Another notable sci-fi TV show was “Fringe,” and while its science is certainly out there, it had an interesting relationship with its women characters. Olivia Dunham started off on the feminine side in her relationships, but I noticed that she always broke herself out of the villains’ hide outs; she’s not one to wait around and be rescued. Her other self from the parallel universe also has a balance of the masculine and feminine, being friendlier but apparently the better shot. This carefully navigated identity turned her into an interesting character and a strong center for the show, despite the occasions when it looked like Peter might take over as the driver of the plots.

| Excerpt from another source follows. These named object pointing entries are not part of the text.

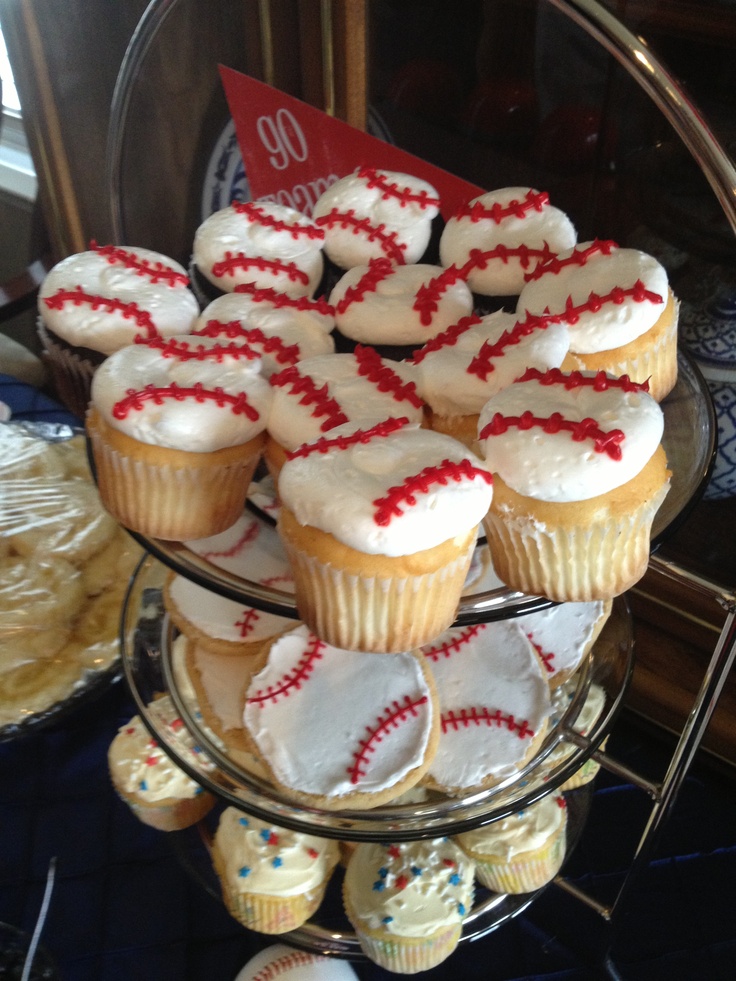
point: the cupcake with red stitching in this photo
(579, 474)
(499, 237)
(259, 242)
(522, 852)
(397, 308)
(407, 901)
(93, 303)
(282, 329)
(380, 527)
(619, 307)
(375, 213)
(177, 428)
(353, 391)
(461, 368)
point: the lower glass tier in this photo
(147, 636)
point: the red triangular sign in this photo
(292, 151)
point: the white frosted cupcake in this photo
(177, 429)
(579, 473)
(621, 312)
(407, 901)
(272, 879)
(522, 852)
(461, 368)
(380, 526)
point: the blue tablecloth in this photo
(125, 906)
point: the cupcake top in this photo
(525, 831)
(410, 888)
(499, 237)
(461, 368)
(393, 489)
(143, 768)
(608, 296)
(365, 742)
(563, 634)
(376, 213)
(382, 303)
(108, 297)
(494, 703)
(559, 436)
(191, 393)
(263, 243)
(222, 618)
(352, 391)
(266, 859)
(280, 329)
(250, 549)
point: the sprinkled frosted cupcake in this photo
(380, 526)
(272, 879)
(156, 789)
(407, 901)
(177, 429)
(522, 852)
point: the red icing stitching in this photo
(456, 719)
(319, 397)
(238, 260)
(578, 257)
(249, 535)
(482, 364)
(323, 445)
(372, 367)
(393, 190)
(456, 641)
(261, 217)
(447, 337)
(156, 271)
(393, 716)
(286, 963)
(134, 400)
(266, 294)
(476, 211)
(388, 507)
(182, 351)
(248, 621)
(287, 354)
(77, 296)
(429, 294)
(294, 678)
(374, 233)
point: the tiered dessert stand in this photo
(690, 445)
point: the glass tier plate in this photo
(689, 441)
(328, 932)
(150, 668)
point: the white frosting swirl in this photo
(410, 888)
(373, 213)
(524, 831)
(389, 304)
(266, 859)
(553, 466)
(468, 364)
(228, 376)
(342, 490)
(105, 298)
(494, 702)
(143, 768)
(617, 294)
(331, 722)
(230, 244)
(356, 391)
(512, 229)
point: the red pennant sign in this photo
(292, 152)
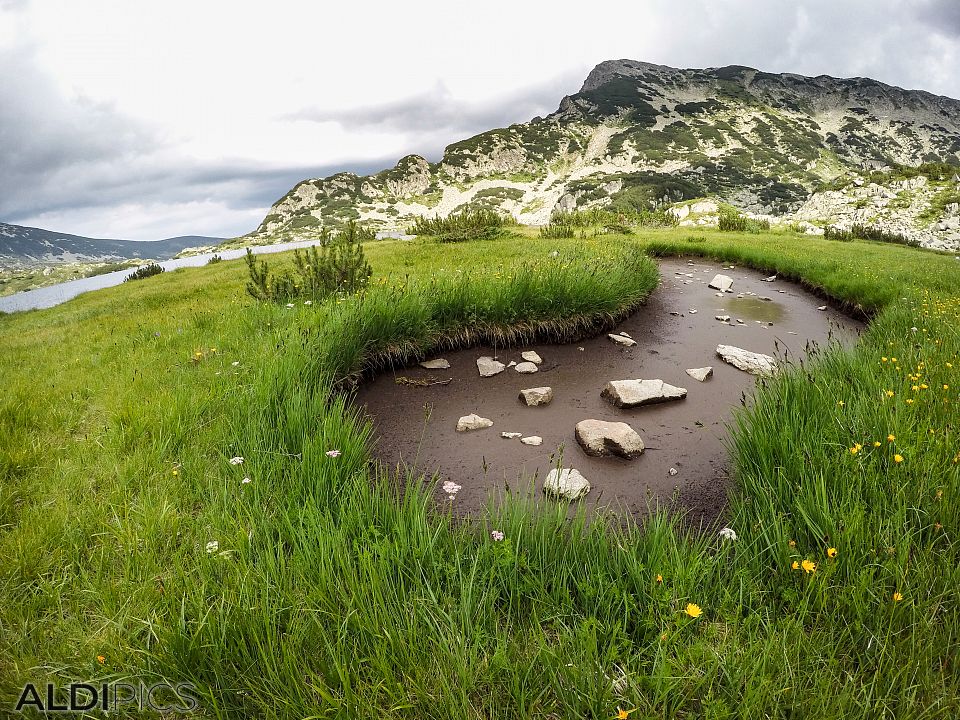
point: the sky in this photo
(143, 120)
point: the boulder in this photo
(634, 393)
(751, 362)
(700, 374)
(489, 367)
(721, 283)
(599, 437)
(566, 484)
(473, 422)
(537, 396)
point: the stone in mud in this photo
(566, 484)
(700, 374)
(599, 437)
(489, 367)
(751, 362)
(634, 393)
(721, 283)
(622, 340)
(537, 396)
(473, 422)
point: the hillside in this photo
(821, 150)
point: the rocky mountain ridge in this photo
(824, 151)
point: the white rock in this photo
(473, 422)
(566, 483)
(622, 340)
(537, 396)
(721, 283)
(489, 367)
(599, 437)
(634, 393)
(700, 374)
(751, 362)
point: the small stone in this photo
(473, 422)
(537, 396)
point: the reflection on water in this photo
(56, 294)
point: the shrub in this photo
(144, 271)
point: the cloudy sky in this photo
(147, 120)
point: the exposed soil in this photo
(416, 425)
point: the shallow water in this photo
(416, 425)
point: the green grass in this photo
(343, 591)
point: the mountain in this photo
(22, 246)
(823, 150)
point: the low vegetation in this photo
(216, 519)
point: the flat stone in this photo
(599, 438)
(473, 422)
(489, 367)
(751, 362)
(721, 283)
(622, 340)
(700, 374)
(566, 484)
(634, 393)
(537, 396)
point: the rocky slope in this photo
(821, 150)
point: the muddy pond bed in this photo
(685, 461)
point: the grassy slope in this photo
(333, 595)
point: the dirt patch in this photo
(415, 422)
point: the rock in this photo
(751, 362)
(634, 393)
(598, 438)
(700, 374)
(537, 396)
(622, 340)
(489, 367)
(721, 283)
(566, 484)
(473, 422)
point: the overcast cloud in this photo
(122, 119)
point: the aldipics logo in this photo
(85, 697)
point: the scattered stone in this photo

The “Fringe” writers also used parallel universes and timeline reboots to repair their mistakes with Astrid. Initially it appeared that they didn’t put any thought into her at all. In the first season, she was just an assistant for Walter, but each time the writers created a new timeline they added depth to her character (characters?). Nina Sharp, already a powerful woman executive in the first season, became a more and more emotionally powerful character which each new timeline.

“Pacific Rim” is a good example of the advances and limitations of feminism in the action sci-fi movie genre. No one in the movie says Mako cannot be in the robots because she is a woman, but rather because of her childhood trauma, a psychological barrier she has to overcome, and overcome it she does. Mako was also pivotal in the triangle of relationships between the other two men. But Hollywood being what it is, the default point of view character was the white guy, so it limited the amount of time the movie could spend on her father/daughter relationship with the commander, a relationship as important as the teamwork between Mako and her co-pilot. If the movie had been written with Mako as the point of view character, it would have been significantly improved, and they wouldn’t have had to change more than ten or fifteen minutes of it, mostly cutting back on the Aussie-American tough guy contests or the especially unlikely action scenes.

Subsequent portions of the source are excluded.